Wednesday, October 14, 2009

Reflections: Of Mice and Men

Well known as America's beloved classic, this book tells a short and heart-wrenching tale involving the labor class of the 1930s. Two young men lead a nomadic and oppressed life working in ranches, whilst dreaming about an ideal future where they would one day save enough money to own a farm and grow rabbits. Why did they specifically dream about rabbits and tending to them? Well, one of the men is as sweet and innocent as a child that all his life he craves for nothing more than petting anything soft and furry - be they rabbits, puppies or even mice. But the unfortunate goon has the strength of an ox, so anything onto which he showers his affectionate cuddle, ends up dying. Well aware of his ogre-like friend's misgivings, the other man plays the role of a brother, shielding him, loving him and loyally hops from one job to the other, to run away from the clumsy accidents that his friend commits at every work site. The men walk together through life, until fate plays her trick.

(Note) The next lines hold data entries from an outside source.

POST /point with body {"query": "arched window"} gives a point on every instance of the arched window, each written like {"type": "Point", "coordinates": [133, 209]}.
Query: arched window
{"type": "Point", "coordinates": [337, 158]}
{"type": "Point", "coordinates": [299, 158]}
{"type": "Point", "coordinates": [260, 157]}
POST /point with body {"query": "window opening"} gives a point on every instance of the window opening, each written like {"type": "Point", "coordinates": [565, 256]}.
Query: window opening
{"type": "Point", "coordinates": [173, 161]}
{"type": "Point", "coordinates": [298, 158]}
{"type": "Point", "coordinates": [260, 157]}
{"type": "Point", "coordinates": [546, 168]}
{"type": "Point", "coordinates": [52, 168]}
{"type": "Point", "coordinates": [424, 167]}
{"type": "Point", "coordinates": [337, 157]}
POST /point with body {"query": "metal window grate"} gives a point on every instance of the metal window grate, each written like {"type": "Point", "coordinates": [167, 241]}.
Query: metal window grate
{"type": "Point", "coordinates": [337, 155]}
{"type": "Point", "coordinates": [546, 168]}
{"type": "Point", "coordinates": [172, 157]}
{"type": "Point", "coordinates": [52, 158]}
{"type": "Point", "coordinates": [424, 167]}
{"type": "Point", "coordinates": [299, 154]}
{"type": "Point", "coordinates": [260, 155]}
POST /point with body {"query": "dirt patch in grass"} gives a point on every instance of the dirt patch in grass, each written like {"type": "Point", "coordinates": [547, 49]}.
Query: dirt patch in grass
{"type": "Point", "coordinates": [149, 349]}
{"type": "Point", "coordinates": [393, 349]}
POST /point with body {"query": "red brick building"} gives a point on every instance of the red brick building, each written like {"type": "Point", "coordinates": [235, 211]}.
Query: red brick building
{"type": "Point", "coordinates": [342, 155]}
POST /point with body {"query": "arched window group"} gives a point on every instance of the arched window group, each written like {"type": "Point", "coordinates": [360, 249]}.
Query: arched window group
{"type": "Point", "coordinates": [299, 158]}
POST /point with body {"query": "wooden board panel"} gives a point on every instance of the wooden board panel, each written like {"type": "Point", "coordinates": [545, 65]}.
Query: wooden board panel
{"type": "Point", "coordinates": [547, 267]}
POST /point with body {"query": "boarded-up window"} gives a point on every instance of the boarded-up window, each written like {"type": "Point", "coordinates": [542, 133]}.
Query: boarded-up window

Steinbeck artfully brings out the callousness, loneliness, desperation and bleak hope of the poverty stricken labor class. His writing is poetically gorgeous during narration and down to earth colloquial during the dialogues. The colloquial farm-dialect added an extra layer of unique personality to each of the characters. However, since I'm not too fond of American slang, I had to labor through the dialogues.

The childlike, naive, bumbling oaf reaches to your heart instantly and lodges himself as an indelible character. The tragic ending left me on the verge of tears. The book is a sketch on the strength of friendships.